Even today, much modern law is based on the neoclassical philosophy of free will tempered by certain exceptions. There has been growing support for a ''neoclassical" sentencing rationale that would emphasize penalties proportionate to the gravity of the criminal conduct. This movement has had its great impact in Finland, where "neoclassicism" has come to be official policy. Several modifications of classical theory were therefore introduced, and their proponents became known as the neoclassical school.

They believed that freedom of will could be affected by pathology, incompetence, insanity, or other conditions. There were mitigating events that interfered with the free will, it was contended: If the ability is full, the free will exists and consequently the criminal liability of the offender will be full. On the contrary, if such ability lacks altogether, free will shall be deemed lacking and no liability will follow and also they think of the purpose of deterrence.

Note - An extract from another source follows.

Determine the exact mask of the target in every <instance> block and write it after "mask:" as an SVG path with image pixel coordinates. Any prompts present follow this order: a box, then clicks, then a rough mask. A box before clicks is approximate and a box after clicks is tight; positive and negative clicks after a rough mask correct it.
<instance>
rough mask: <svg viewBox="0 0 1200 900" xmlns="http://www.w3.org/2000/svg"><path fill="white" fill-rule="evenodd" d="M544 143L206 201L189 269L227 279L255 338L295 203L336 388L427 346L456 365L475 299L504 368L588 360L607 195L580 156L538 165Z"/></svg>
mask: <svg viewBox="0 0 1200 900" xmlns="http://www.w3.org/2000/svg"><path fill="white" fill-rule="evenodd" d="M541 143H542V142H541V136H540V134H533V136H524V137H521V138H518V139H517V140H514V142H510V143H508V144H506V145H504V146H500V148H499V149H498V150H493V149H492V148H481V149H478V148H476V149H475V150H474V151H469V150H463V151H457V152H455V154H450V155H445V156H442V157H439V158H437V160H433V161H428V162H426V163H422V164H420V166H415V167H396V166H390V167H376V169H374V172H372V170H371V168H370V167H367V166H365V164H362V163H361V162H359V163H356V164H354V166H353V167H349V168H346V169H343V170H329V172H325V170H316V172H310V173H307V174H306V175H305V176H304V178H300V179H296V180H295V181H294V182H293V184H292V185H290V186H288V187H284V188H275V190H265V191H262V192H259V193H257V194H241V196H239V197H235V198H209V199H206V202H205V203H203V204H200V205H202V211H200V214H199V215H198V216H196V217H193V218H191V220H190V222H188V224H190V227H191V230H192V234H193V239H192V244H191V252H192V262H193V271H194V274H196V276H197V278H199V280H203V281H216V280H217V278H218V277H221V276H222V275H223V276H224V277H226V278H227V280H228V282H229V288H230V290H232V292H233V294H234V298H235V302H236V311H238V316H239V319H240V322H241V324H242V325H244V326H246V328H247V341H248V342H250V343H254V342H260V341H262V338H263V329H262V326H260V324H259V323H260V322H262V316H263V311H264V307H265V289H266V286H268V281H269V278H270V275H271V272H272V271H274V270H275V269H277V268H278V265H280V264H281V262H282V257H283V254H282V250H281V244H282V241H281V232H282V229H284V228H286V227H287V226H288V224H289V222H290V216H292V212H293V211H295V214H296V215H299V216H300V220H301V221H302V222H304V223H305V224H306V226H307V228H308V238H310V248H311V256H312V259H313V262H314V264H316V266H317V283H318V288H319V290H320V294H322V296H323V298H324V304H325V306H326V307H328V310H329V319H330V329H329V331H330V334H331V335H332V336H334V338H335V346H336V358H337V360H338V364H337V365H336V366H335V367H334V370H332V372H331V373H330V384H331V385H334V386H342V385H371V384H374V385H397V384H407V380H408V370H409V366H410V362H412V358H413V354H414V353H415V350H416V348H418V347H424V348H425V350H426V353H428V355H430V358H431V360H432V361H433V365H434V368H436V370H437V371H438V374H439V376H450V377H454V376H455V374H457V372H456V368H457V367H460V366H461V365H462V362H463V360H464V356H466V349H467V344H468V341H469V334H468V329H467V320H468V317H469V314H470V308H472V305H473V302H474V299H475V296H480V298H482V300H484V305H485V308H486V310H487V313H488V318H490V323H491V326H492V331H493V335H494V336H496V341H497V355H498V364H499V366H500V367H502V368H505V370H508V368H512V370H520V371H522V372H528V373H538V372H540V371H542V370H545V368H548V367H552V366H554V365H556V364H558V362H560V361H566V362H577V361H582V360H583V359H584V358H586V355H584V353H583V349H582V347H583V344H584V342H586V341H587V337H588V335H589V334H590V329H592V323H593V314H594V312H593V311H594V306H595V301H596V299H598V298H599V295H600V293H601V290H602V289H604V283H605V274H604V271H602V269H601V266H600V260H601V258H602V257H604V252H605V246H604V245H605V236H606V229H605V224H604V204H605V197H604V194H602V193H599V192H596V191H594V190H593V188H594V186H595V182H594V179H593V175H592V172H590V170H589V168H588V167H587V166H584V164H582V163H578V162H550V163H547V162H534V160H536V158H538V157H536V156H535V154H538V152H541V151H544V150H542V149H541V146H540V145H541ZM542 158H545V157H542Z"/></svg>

A criminal has committed a wrong and consequently deserves to be punished.

It is irrelevant then whether society will benefit from the infliction of the punishment or not. At the same time, new defenses, causes of exemption and attenuation are introduced.

For instance, children under the age of seven were exempt from criminal liability, so were those who suffered from mental diseases or acted under such circumstances as to negate their free will.Through the application of science, human existence is perfectible, or at the least the human condition can be made better.

People have certain natural rights, among them life, liberty, and ownership of property. The classical view is crime oriented, while the positivists place emphasis upon the criminal. Adolphe Quetelet used data and statistical analysis to study the relationship between crime and sociological factors.

This theory was advocated by Edwin Sutherland.


If the ability is full, the free will exists and consequently the criminal liability of the offender will be full. There are many "theories" of criminology suggested by many writers. Criminal Sociology. Cressey, Criminology, 10th ed. It differs from biological positivism in the thought that that school of thought says criminals are born criminals, whereas the psychological perspective recognizes the internal factors are results of external factor such as, but are not limited to, abusive parents, abusive relationships, drug problems, etc.